As if reading my thoughts he says, “You have to believe someone sometime, Senna. When they tell you that. Otherwise you’ll never know what it feels like to be loved. And that’s a sad thing.”
“How do you know?” I ask, brimming with anger. “It’s a big deal to say those words. How do you know that you love me?”
He pauses for a long time. Then he says, “I was offered a way out.”
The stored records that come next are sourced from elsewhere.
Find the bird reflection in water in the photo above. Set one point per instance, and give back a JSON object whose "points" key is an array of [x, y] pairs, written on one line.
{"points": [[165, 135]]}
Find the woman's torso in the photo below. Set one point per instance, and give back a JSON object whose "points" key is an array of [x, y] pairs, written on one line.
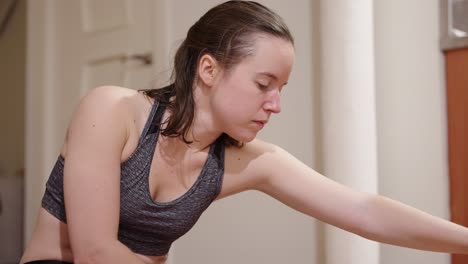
{"points": [[50, 236]]}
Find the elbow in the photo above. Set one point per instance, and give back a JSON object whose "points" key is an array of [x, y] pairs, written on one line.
{"points": [[90, 253], [367, 224]]}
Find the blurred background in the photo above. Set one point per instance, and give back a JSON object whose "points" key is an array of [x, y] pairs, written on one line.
{"points": [[369, 104]]}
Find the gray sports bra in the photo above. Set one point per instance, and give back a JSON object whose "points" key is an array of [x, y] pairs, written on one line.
{"points": [[148, 227]]}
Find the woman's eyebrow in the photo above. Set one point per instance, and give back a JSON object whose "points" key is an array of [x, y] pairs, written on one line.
{"points": [[271, 75]]}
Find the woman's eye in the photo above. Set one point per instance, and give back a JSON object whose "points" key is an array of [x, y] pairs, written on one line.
{"points": [[262, 86]]}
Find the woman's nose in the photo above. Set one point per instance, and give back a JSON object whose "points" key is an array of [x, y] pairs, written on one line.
{"points": [[273, 102]]}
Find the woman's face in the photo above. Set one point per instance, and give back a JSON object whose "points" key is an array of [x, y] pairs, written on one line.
{"points": [[244, 97]]}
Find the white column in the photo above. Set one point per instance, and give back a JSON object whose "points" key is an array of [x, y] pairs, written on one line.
{"points": [[349, 115]]}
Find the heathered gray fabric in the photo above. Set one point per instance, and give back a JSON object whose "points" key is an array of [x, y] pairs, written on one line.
{"points": [[148, 227]]}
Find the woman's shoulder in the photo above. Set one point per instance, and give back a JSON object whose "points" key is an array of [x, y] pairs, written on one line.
{"points": [[109, 110], [123, 100]]}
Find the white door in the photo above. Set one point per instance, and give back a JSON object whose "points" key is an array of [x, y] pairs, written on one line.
{"points": [[73, 47]]}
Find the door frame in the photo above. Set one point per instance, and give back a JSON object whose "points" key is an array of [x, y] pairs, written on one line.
{"points": [[40, 137]]}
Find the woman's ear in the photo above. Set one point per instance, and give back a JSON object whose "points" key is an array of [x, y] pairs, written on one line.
{"points": [[208, 68]]}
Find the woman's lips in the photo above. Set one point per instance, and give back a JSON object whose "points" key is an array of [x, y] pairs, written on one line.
{"points": [[260, 123]]}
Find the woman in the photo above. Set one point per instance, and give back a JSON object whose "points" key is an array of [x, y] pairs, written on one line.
{"points": [[137, 169]]}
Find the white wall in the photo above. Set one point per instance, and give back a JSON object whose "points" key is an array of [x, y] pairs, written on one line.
{"points": [[411, 115], [12, 103]]}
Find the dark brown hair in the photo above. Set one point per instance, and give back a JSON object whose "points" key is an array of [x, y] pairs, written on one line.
{"points": [[226, 33]]}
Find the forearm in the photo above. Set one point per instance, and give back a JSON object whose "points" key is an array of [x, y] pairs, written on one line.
{"points": [[113, 252], [391, 222]]}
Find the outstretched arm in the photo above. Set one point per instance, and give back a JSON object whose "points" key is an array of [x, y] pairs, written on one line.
{"points": [[375, 217]]}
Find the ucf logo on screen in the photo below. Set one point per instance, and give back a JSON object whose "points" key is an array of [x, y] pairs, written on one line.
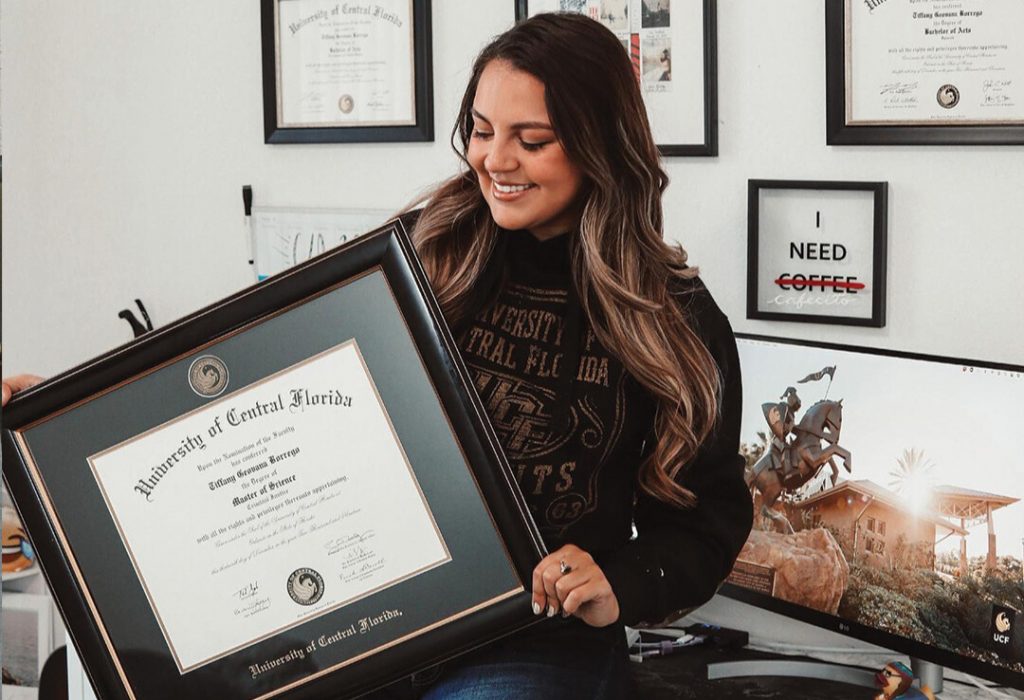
{"points": [[1001, 630]]}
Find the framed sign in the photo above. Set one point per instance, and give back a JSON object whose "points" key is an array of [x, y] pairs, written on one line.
{"points": [[816, 252], [346, 72], [673, 46], [925, 73], [293, 491]]}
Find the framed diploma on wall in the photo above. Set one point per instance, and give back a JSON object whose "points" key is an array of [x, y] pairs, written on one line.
{"points": [[673, 46], [346, 72], [929, 72], [816, 252], [292, 492]]}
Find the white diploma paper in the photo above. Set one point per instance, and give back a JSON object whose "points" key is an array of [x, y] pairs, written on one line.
{"points": [[345, 63], [935, 61], [267, 507]]}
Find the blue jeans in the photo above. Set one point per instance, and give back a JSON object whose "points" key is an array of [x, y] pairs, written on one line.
{"points": [[557, 661]]}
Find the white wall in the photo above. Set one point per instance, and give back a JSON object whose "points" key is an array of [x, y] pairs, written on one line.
{"points": [[130, 127]]}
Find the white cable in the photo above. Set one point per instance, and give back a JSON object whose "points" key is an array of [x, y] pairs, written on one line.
{"points": [[809, 651]]}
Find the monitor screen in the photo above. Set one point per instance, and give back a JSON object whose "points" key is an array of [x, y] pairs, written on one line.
{"points": [[888, 493]]}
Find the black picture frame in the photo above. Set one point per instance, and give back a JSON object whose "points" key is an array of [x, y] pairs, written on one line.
{"points": [[838, 132], [708, 146], [482, 593], [422, 130], [879, 235]]}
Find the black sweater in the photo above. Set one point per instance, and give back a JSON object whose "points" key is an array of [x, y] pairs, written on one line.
{"points": [[573, 424]]}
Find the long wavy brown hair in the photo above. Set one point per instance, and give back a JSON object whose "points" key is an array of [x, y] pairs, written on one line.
{"points": [[622, 267]]}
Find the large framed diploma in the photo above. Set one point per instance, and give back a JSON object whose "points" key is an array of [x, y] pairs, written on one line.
{"points": [[673, 47], [925, 72], [292, 492], [346, 71]]}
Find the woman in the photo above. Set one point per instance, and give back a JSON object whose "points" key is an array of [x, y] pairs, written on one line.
{"points": [[607, 370], [608, 373]]}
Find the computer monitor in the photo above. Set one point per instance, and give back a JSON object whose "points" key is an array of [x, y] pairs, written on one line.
{"points": [[888, 492]]}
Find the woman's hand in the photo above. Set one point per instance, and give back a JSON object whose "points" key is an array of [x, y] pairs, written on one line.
{"points": [[568, 580], [19, 383]]}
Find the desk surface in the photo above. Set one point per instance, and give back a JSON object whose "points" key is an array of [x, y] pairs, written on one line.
{"points": [[684, 674]]}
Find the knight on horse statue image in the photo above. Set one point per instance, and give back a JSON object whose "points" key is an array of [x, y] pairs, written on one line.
{"points": [[798, 450]]}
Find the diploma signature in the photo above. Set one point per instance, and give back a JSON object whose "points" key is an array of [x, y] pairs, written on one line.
{"points": [[995, 85], [254, 607], [248, 591], [897, 88], [996, 91]]}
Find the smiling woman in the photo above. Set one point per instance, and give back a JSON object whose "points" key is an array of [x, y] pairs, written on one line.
{"points": [[525, 177], [607, 370]]}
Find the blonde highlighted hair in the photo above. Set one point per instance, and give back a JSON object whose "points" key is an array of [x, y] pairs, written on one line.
{"points": [[623, 270]]}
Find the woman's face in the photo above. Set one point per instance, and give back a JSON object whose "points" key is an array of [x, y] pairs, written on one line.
{"points": [[525, 176]]}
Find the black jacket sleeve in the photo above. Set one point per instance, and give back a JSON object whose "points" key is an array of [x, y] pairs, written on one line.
{"points": [[680, 557]]}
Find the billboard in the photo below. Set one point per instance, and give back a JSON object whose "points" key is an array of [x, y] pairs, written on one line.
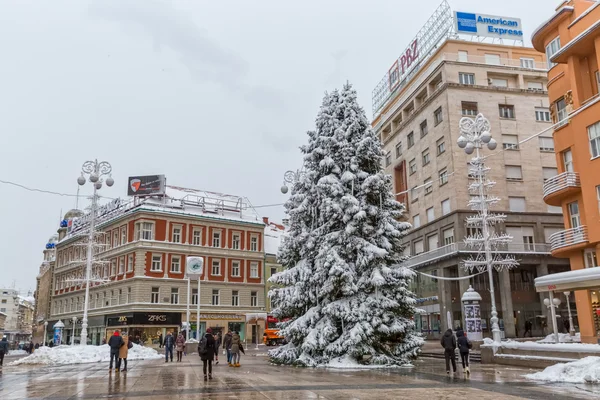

“A way out? A way out of what?” But I spit that out too soon. It’s like a stone that drops between us. I wait for the thud, but it never comes because my brain loses its footing and the room tips and turns.
“What do you mean?”
“On the morning after we opened the door, I found a note in the shed with sleeping pills and a syringe. It said that I could leave. All I had to do was put you to sleep, inject myself, and I would wake up at home. The stipulations were that I could never talk about you. Not to police, not to anyone. I had to tell them that I had an emotional breakdown and ran away. If I told anyone about you, she said she would kill you. If I left you there, I could go home. I threw them over the side of the cliff.”
“Oh my God.”
I stand but my legs can’t hold me. I sit again, burying my face in my hands. Saphira, what have you done?
When I look up, my soul is in my face, twisting my features. It’s angry and sad.
“Isaac. Why would you do that?” My voice cracks. I know why Saphira did it. She knew he wouldn’t leave me. She knew eventually he would tell me, and that in telling me, I would see everything clearly. I would see…
“Because I love you.”
My face goes slack.
“I didn’t leave you because I couldn’t. I’ve never been able to.” There is a pause and then, “Not unless you make me go. And if I’d known you better back then, I wouldn’t have left you. I thought it was what you needed. But you didn’t know yourself. I knew you. You needed me, and I let you push me out. And for that I’m very sorry.”